According to official figures, more than 200,000 homes in England were empty for at least six months during 2016. In London, this equated to 19,847 vacant properties with a total value of £9.4bn, based on the average price in the capital.
For landlords, there are a number of reasons why a house may lie empty for this amount of time, whether they’re looking to sell or let.
The world’s super-rich have come under fire for buying expensive London property then leaving them unoccupied until they can be sold later for a profit, at a time when more than 300,000 people in the UK are now categorised as homeless, according to the charity Shelter. For most landlords, a property isn’t left empty intentionally, it’s often a case that they’re waiting for a signed up tenant to move in or it needs work before it can be let/re-let.
The average time for a property to go ‘under offer’ is 61 days for those looking to sell, the HomeOwners Alliance shows. The legal process typically takes around three months to complete, which means that the whole sale will take 5-6 months – tallying up to the aforementioned official figures.
According to a new research by the Liberal Democrats is the fact that more than 11,000 homes have stood empty for at least a decade. However long it may be it’s important to assess the true cost of holding an empty property, because there are some ‘hidden’ expenses.

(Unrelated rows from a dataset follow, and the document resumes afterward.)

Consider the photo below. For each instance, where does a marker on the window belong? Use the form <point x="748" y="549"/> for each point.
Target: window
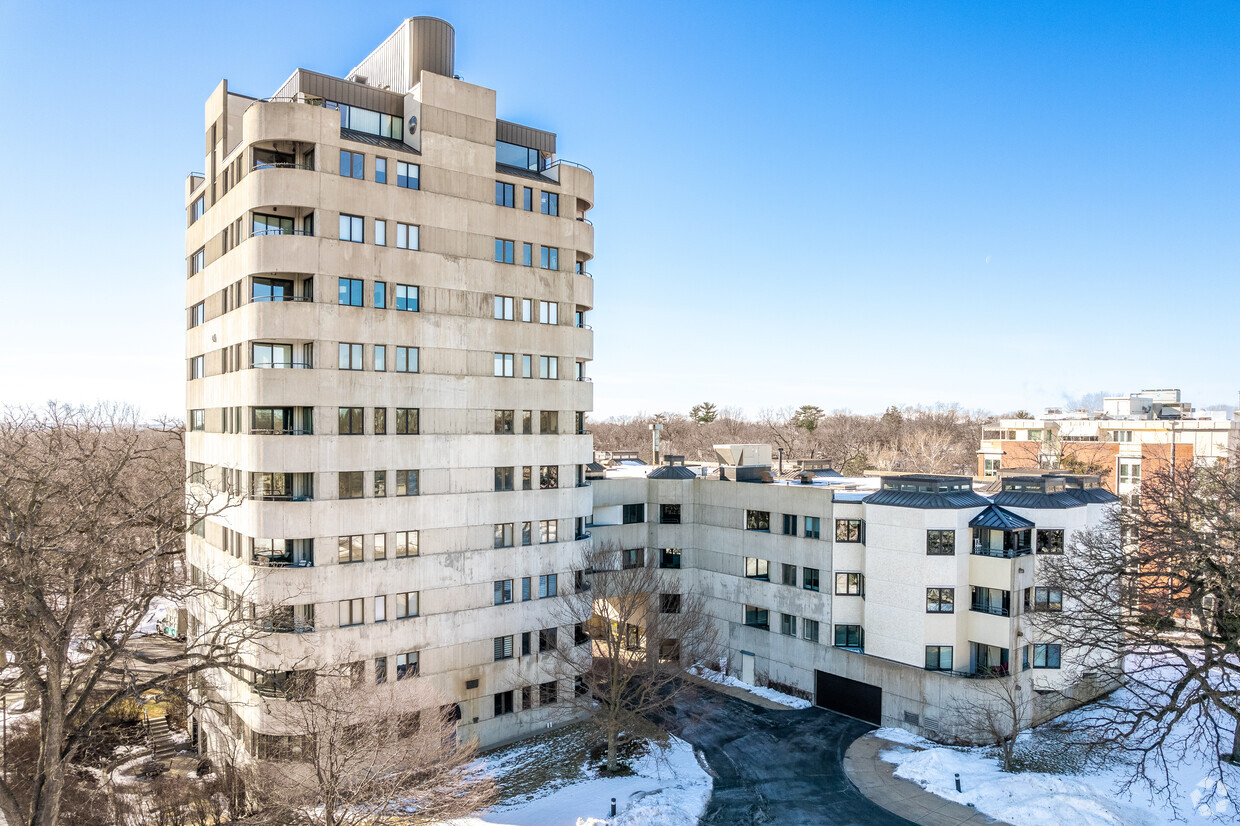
<point x="850" y="531"/>
<point x="406" y="360"/>
<point x="758" y="568"/>
<point x="352" y="228"/>
<point x="407" y="483"/>
<point x="351" y="612"/>
<point x="352" y="164"/>
<point x="349" y="548"/>
<point x="1048" y="599"/>
<point x="408" y="175"/>
<point x="938" y="657"/>
<point x="407" y="236"/>
<point x="850" y="636"/>
<point x="407" y="665"/>
<point x="850" y="584"/>
<point x="940" y="543"/>
<point x="350" y="484"/>
<point x="940" y="600"/>
<point x="502" y="592"/>
<point x="1045" y="655"/>
<point x="407" y="604"/>
<point x="758" y="520"/>
<point x="633" y="514"/>
<point x="548" y="313"/>
<point x="351" y="421"/>
<point x="351" y="292"/>
<point x="406" y="543"/>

For the purpose of this article let’s take a house that’s been vacant for six months.
Mortgage and council tax
With most buy-to-let landlords putting down a deposit of 20-25%, meaning they have a 75-80% loan-to-value mortgage. On a property worth £226,071 – the average house price in the UK as of November 2017 – you’ll be re-paying around £510 a month, based on an interest-only mortgage. Over a six month period you’d need to pay £3,060 to keep up with the mortgage alone.
Council tax is another consideration, especially after the Government announced a 100% premium on empty properties last November, in a bid to clamp down on “buy-to-leave” landlords. It’s also worth bearing in mind that local authorities can use empty dwelling management orders (EDMO) to take over properties that have been empty for six months or more, though these are really used.
If your last tenants left the property in a poor condition, then this will be the first thing to sort. But of course, the more work that needs to be done, the longer the house is likely to be empty. Even if everything was left in a great condition, six months is a long time.
Here are some maintenance expenses you will need to consider:
- Gardening – an unkept garden is one of the first tell-tale signs that a property is empty, which is why you may choose to hire a professional to mow the lawn/cut the hedges.
- Cleaning – dust and cobwebs makes a property look unattractive and multiple viewings will cause wear and tear to carpets overtime.
- Utility bills – you’ll still have to pay a standing charge on an empty property, but some may choose to keep the lights on via automatic timer switches. This creates the illusion that the house is lived in.
- Frequent visits – you may want to check on the property regularly, or hire a company that will do it for you – either is an expense that adds up over time.
Vacant property insurance
It is, like any property and expensive possession, important to ensure that your empty house is insured. Most companies have a clause in their policy which states that if a property is vacant for 30-60 days then the insurance is void.
The average cost of insuring your home if it’s unoccupied for 30-60 is £131, according to MoneySuperMarket, which is worth the peace of mind when you consider that empty houses can attract issues such as asset theft, vandalism, fly-tipping, and increasingly, being used for fraudulent transactions.
Property fraud is increasingly common in void rental homes. There have been a number of high profile cases where fraudsters have assumed the identity of the landlord and then been able to sell the property and make off with the proceeds.